O diabetes mellitus tipo 2 (DM2) é uma doença crônica altamente prevalente caracterizada por graus variáveis de resistência e deficiência insulínica, resultando em hiperglicemia e dano macro e microvascular. É causa líder de mortalidade, morbidade e incapacidade.
O tratamento deve focar na definição de alvos terapêuticos individualizados e na busca pelo melhor controle de doença possível, considerando os riscos e benefícios de cada modalidade de tratamento, processo a ser conduzido com empatia e respeito às demandas do paciente.
Além do manejo não-farmacológico e farmacológico direcionado ao controle glicêmico, a consulta do médico de família deve focar na atenção à presença e à prevenção de complicações, realizando ações de prevenção secundária e terciária suportadas por evidências.
Neste artigo, serão revisadas as indicações de rastreamento e prevenção de complicações e as melhores estratégias de condução do cuidado médico geral dos pacientes diabéticos.
Definição do alvo terapêutico individualizado
Ainda que a hemoglobina glicada (HbA1c) tenha valores bem definidos para o diagnóstico de DM2, o valor a ser atingido como expressão de adequação do tratamento e de bom controle de doença é variável de acordo com as características de cada paciente.
Pacientes
mais jovens e / ou com maior expectativa de vida
exigem um controle
mais rigoroso
de doença, com
alvos de HbA1c mais baixos, entre 6,5 e 7%
Pacientes
idosos e / ou com menor expectativa de vida
necessitam de um controle
menos rigoroso
da doença, com
alvos de HbA1c mais altos, entre 7 e 8%
Avaliação da presença de complicações
Pacientes com doença controlada devem consultar duas vezes ao ano para avaliação médica completa (ver quadro 1)

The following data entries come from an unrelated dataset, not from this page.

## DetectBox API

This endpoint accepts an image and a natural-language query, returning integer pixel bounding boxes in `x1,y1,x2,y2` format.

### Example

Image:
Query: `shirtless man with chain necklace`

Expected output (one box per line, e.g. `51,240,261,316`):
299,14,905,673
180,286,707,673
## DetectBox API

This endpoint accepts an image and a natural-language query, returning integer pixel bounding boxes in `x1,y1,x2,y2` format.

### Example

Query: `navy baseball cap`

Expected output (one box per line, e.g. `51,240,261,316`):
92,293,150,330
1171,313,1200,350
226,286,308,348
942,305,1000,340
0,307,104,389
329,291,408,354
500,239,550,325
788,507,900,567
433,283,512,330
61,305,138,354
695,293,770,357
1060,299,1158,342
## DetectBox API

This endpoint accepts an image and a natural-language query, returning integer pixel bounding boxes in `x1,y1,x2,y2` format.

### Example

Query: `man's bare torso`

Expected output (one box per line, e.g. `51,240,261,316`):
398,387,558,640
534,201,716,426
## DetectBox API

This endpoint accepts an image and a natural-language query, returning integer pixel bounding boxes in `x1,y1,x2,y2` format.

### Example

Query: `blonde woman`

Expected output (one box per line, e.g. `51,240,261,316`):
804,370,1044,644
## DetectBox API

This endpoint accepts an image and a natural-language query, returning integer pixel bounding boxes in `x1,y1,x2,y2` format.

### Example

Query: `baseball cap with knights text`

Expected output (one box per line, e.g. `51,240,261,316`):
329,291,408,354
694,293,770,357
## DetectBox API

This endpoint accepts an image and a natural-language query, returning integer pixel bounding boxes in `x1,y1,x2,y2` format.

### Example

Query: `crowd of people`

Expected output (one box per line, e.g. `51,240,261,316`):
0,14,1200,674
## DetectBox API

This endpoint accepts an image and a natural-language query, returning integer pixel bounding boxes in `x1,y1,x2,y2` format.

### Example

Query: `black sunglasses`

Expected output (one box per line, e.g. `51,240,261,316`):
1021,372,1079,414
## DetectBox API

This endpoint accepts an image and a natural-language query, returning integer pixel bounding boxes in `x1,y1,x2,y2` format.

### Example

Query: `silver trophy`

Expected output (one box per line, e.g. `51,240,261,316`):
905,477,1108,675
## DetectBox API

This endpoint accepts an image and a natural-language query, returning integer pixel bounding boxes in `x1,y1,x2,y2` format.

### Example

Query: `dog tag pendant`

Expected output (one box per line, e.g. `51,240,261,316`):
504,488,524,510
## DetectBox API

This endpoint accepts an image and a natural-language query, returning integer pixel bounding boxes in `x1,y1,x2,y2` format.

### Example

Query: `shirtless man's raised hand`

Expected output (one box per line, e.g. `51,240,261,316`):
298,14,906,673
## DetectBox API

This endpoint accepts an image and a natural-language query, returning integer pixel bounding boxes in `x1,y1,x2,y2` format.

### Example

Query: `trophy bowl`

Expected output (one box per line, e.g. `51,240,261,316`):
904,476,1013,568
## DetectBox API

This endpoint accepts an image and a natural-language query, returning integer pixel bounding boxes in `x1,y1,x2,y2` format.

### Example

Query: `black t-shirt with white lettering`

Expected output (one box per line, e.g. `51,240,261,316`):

Pressão arterial e inspeção visual dos pés deve ser feita em todas as consultas. A avaliação mais detalhada dos pés deve ser feita uma vez ao ano, preferencialmente em consulta de enfermagem com interconsulta médica se necessário.
A avaliação da hemoglobina glicada é realizada: a cada 3 meses para pacientes fora do alvo terapêutico, a cada 6 meses para pacientes no alvo terapêutico.
Quadro 1: Monitoramento de pacientes diabéticos: frequência de avaliações, solicitação de exames e vacinas recomendadas.
Em pacientes diabéticos, a maior carga de morbidade está relacionada às complicações. As principais complicações são:
Complicações macrovasculares (doença cardiovascular, Acidente Vascular Cerebral (AVC), doença arterial periférica);
Complicações microvasculares (retinopatia, nefropatia, neuropatia);
Outras complicações (metabólicas, câncer, infecções, dermatológicas, musculoesqueléticas).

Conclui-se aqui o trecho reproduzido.